When it came to looking at universities and their surroundings, I knew I wanted to move away, but I also knew I wanted somewhere where I would feel settled, where I would fit in. I craved that feeling I had at home; the feeling of safety, the feeling of acceptance and welcoming. I did know for sure that I wanted to move away – I craved a fresh start, a new beginning. Living on the same street for 15+ years comes with its pros and cons. Of course, the familiarity is nice, it is comfortable, but there comes a point where you want to see new faces and get to know new places.
I came to look around Derby a few times before I moved here in the September of 2018, not just for Open Days and Applicant Days, but for overnight stays and wanders around the city. I wanted to know what I was ‘letting myself in for’. With so much going on in the first few weeks of uni life, I feel this was a great thing to do as I already knew Derby somewhat when I arrived in my first week. I knew where to get a loaf of bread and I knew where the Wetherspoons were (spoiler, there are two bang next door to each other). It made settling in a little bit easier.
My Mum raised my brother and I to see home as the people around you. It didn’t matter where we lived, whether that was on a specific street or in a specific house, as long as we had each other. That was, and still is, the most important thing. I knew that if I had my two people there, nothing else mattered. So when it came to moving away to university, the thought of leaving my “home” behind petrified me to an extent. Yes, I was so excited, but I was very apprehensive too. But my Mum also taught me another thing – she taught me to take every opportunity that gets thrown at me, and not to be held back by anyone or anything. She constantly reminded me that she’ll be back in Sheffield, cheering me on. She also reminded me that I can go back whenever I please, and that we can FaceTime all the time. Which we do, a lot.
With all of that in mind, I settled in almost instantly. Yes, there were hard times, evenings where I would think, “what have I done?!”. But it all came back to the same feeling. The feeling I had created for myself, here in Derby. A huge pivotal part in my journey so far was when I came back to Derby for the night during the Christmas break. I had a work commitment, and I decided to come back to my flat for the evening. As the train pulled into Derby and I saw my new (ish) city, I felt like I had come home. I had left Sheffield, 45 minutes prior, but it didn’t feel like I was leaving something behind. Like I mentioned, I have lived in Sheffield forever. For some reason though, that didn’t feel like home anymore.

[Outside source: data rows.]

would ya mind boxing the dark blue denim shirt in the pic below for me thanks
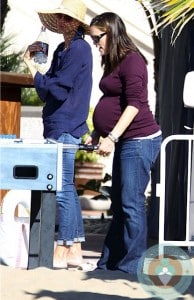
[34,31,93,139]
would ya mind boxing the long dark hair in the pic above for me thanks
[90,12,147,74]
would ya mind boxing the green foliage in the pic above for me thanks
[142,0,194,44]
[75,107,100,163]
[0,30,43,106]
[75,148,98,163]
[0,35,24,72]
[21,88,43,106]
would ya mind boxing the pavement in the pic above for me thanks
[1,216,194,300]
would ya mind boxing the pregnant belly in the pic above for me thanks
[93,97,122,136]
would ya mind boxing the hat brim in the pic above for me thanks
[38,11,90,34]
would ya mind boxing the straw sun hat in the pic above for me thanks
[37,0,90,34]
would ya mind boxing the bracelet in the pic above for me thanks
[108,132,119,143]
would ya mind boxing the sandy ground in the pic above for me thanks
[1,231,194,300]
[1,265,149,300]
[0,233,148,300]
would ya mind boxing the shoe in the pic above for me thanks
[77,262,97,271]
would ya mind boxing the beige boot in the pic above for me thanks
[67,242,83,267]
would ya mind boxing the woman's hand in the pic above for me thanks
[85,132,114,157]
[23,42,44,63]
[23,42,42,78]
[84,131,100,146]
[97,137,115,157]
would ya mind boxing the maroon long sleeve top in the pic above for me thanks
[93,51,160,140]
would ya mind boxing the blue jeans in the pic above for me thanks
[97,135,162,273]
[56,133,85,246]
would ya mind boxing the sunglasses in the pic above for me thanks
[90,32,107,44]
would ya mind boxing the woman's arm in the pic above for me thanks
[23,43,42,78]
[97,105,139,156]
[110,105,138,140]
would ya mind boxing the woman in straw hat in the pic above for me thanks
[24,0,92,269]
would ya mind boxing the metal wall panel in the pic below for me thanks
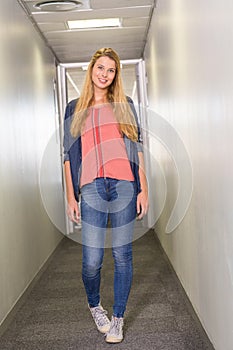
[0,0,64,325]
[144,1,233,349]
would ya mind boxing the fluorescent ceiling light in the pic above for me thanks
[67,18,121,30]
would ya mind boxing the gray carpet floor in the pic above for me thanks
[0,230,215,350]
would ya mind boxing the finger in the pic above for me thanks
[137,199,141,214]
[137,209,144,220]
[138,202,149,219]
[67,206,76,222]
[73,210,80,223]
[70,210,75,222]
[73,217,80,224]
[73,203,81,221]
[137,204,144,219]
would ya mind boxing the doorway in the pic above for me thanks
[56,59,148,236]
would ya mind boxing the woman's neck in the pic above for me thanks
[92,91,108,106]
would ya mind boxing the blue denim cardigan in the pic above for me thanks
[63,96,143,202]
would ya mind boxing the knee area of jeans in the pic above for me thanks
[112,246,132,262]
[82,263,102,277]
[113,256,133,269]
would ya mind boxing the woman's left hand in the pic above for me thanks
[137,190,149,220]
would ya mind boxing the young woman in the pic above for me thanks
[63,48,148,343]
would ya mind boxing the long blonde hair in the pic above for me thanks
[70,48,138,141]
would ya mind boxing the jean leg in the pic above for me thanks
[81,180,108,249]
[81,180,108,306]
[82,244,104,307]
[109,180,137,317]
[112,243,133,317]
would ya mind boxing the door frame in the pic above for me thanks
[56,59,148,235]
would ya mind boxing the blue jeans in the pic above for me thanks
[80,178,137,318]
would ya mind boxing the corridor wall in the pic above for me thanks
[0,1,64,326]
[144,1,233,349]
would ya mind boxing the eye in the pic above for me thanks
[109,69,115,74]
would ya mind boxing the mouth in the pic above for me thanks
[98,78,108,84]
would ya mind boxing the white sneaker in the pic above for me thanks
[105,316,124,343]
[89,304,111,334]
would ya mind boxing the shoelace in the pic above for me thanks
[92,307,108,326]
[109,317,123,335]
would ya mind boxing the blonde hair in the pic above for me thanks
[70,47,138,141]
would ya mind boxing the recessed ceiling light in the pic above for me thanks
[34,1,83,12]
[67,18,121,30]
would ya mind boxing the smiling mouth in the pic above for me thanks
[99,79,108,83]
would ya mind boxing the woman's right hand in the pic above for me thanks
[66,197,80,223]
[64,161,80,224]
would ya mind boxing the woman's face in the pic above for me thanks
[92,56,116,91]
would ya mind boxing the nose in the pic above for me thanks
[102,69,107,77]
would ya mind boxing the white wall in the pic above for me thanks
[0,0,65,325]
[144,1,233,349]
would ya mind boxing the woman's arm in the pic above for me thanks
[126,96,148,217]
[64,160,80,223]
[137,152,149,219]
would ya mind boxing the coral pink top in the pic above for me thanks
[80,104,134,187]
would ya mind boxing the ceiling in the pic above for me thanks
[19,0,156,64]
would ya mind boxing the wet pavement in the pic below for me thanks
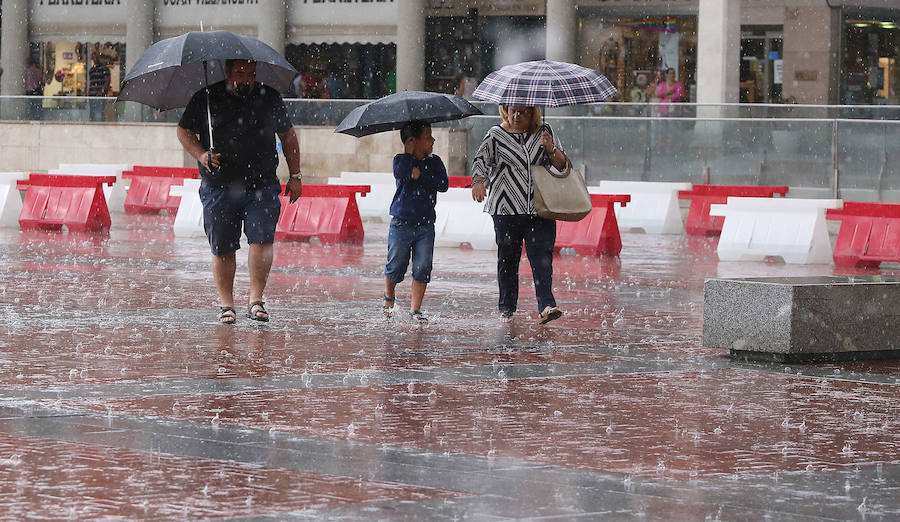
[1,213,899,520]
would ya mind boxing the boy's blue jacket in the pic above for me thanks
[389,153,449,224]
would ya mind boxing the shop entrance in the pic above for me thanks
[740,27,783,103]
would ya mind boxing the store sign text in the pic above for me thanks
[161,0,259,4]
[39,0,121,5]
[302,0,393,3]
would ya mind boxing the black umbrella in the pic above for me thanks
[117,30,297,150]
[335,90,482,138]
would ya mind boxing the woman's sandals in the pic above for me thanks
[538,306,562,325]
[218,306,237,325]
[247,301,270,322]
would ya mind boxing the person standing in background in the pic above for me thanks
[87,55,111,122]
[24,57,45,120]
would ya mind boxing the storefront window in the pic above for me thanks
[284,43,396,100]
[425,14,481,96]
[842,17,900,104]
[581,16,697,104]
[33,40,124,98]
[740,26,783,103]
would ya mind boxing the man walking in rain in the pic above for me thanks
[177,59,302,324]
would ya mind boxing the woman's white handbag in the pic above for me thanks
[531,159,592,221]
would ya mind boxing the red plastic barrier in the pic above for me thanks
[16,174,116,231]
[448,176,471,188]
[556,194,630,256]
[122,166,200,215]
[275,184,370,243]
[678,184,789,236]
[826,201,900,267]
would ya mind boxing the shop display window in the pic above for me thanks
[284,43,395,100]
[843,18,900,104]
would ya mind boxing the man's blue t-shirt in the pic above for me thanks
[389,153,449,225]
[179,80,292,187]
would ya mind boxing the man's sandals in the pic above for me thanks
[247,301,270,322]
[218,306,237,325]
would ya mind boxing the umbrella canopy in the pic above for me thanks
[117,30,297,111]
[335,90,482,138]
[473,60,618,107]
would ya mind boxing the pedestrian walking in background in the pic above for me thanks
[176,59,302,324]
[382,121,449,324]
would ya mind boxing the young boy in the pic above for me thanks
[383,121,449,323]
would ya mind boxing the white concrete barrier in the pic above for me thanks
[591,180,692,234]
[0,172,28,228]
[328,176,394,220]
[710,197,843,264]
[169,179,205,238]
[50,163,132,212]
[434,188,495,250]
[339,171,395,185]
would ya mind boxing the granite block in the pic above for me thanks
[703,276,900,362]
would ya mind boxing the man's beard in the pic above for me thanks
[233,83,253,97]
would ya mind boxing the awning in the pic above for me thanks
[287,26,396,46]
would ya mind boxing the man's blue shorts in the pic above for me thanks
[384,217,435,284]
[198,181,282,256]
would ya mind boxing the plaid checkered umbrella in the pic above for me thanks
[473,60,618,107]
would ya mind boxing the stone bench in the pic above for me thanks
[703,275,900,363]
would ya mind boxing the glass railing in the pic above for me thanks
[5,97,900,124]
[3,96,899,198]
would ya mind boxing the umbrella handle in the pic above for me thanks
[207,146,221,176]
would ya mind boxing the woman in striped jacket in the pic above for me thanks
[471,105,567,325]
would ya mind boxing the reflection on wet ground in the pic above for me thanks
[0,213,898,519]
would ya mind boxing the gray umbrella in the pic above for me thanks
[117,30,297,149]
[335,90,482,138]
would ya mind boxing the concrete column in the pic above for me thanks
[396,0,425,92]
[545,0,577,64]
[257,0,287,54]
[0,0,29,97]
[696,0,740,104]
[782,7,841,104]
[124,0,155,121]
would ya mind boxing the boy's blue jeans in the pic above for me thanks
[385,217,435,284]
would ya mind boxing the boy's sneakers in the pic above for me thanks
[538,306,563,325]
[382,295,395,318]
[409,310,428,324]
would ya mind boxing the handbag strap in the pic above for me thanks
[541,157,574,179]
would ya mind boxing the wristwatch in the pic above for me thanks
[289,172,302,180]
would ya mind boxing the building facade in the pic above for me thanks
[1,0,899,105]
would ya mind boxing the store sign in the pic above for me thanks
[37,0,121,4]
[301,0,393,3]
[160,0,259,4]
[31,0,128,27]
[157,0,270,31]
[426,0,543,16]
[289,0,396,26]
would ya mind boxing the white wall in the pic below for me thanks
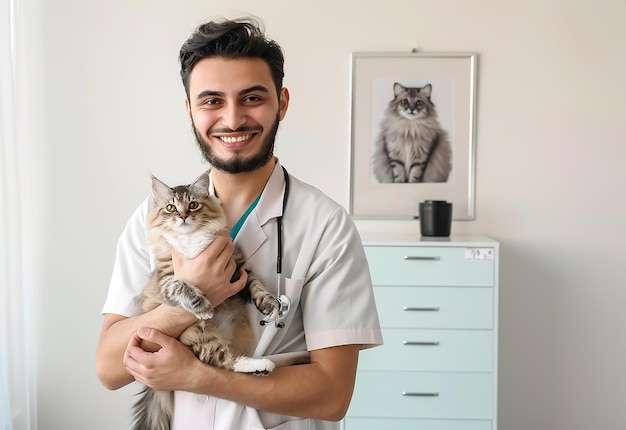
[20,0,626,429]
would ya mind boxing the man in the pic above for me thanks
[96,17,382,429]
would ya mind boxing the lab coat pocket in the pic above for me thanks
[281,277,305,327]
[254,277,305,357]
[284,277,305,304]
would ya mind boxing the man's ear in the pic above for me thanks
[278,87,290,121]
[185,98,192,123]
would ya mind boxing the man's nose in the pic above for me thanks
[221,103,246,131]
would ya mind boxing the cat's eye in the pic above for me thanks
[189,201,200,211]
[417,100,424,108]
[165,204,177,213]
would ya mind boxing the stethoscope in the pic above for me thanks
[260,166,291,329]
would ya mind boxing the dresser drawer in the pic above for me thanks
[359,329,493,372]
[374,286,494,329]
[343,417,492,430]
[365,246,495,287]
[348,371,493,419]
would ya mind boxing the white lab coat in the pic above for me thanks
[102,162,383,429]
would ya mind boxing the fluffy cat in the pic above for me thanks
[132,171,279,430]
[372,82,452,183]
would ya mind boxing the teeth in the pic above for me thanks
[221,134,252,143]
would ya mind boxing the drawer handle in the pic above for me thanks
[404,256,441,261]
[403,306,440,312]
[403,341,440,346]
[402,392,439,397]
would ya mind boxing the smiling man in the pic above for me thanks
[188,57,286,175]
[96,17,382,430]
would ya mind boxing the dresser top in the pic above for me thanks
[360,232,498,247]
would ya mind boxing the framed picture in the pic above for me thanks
[349,52,478,220]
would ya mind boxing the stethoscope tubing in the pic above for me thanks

That doesn’t mean I don’t miss my family. Or my friends. Or my dog. I take them with me as I navigate this uni thing. Quite literally – my mum comes to Derby all the time as she loves it so much here. I know I will always be a “Sheffielder” deep down, and my family house still feels like a home regardless. My new room is decorated with pictures, older ones and more recent snaps too. There are ones of people who are physically close, great people I have come to know because of being in Derby. But there are ones to remind me where I came from too. I like the mix of the old and the new. It reminds me that I am surrounded with people that make me feel at ease, wherever I end up in the world.
As my taxi drove down those newly familiar roads, on that cold January night, I sat back and thought about what home meant to me now. Was it the building I was heading to, or was it the house I had just left? I smiled to myself as I realised, home is within me, and it is just a feeling. I can take it wherever I please.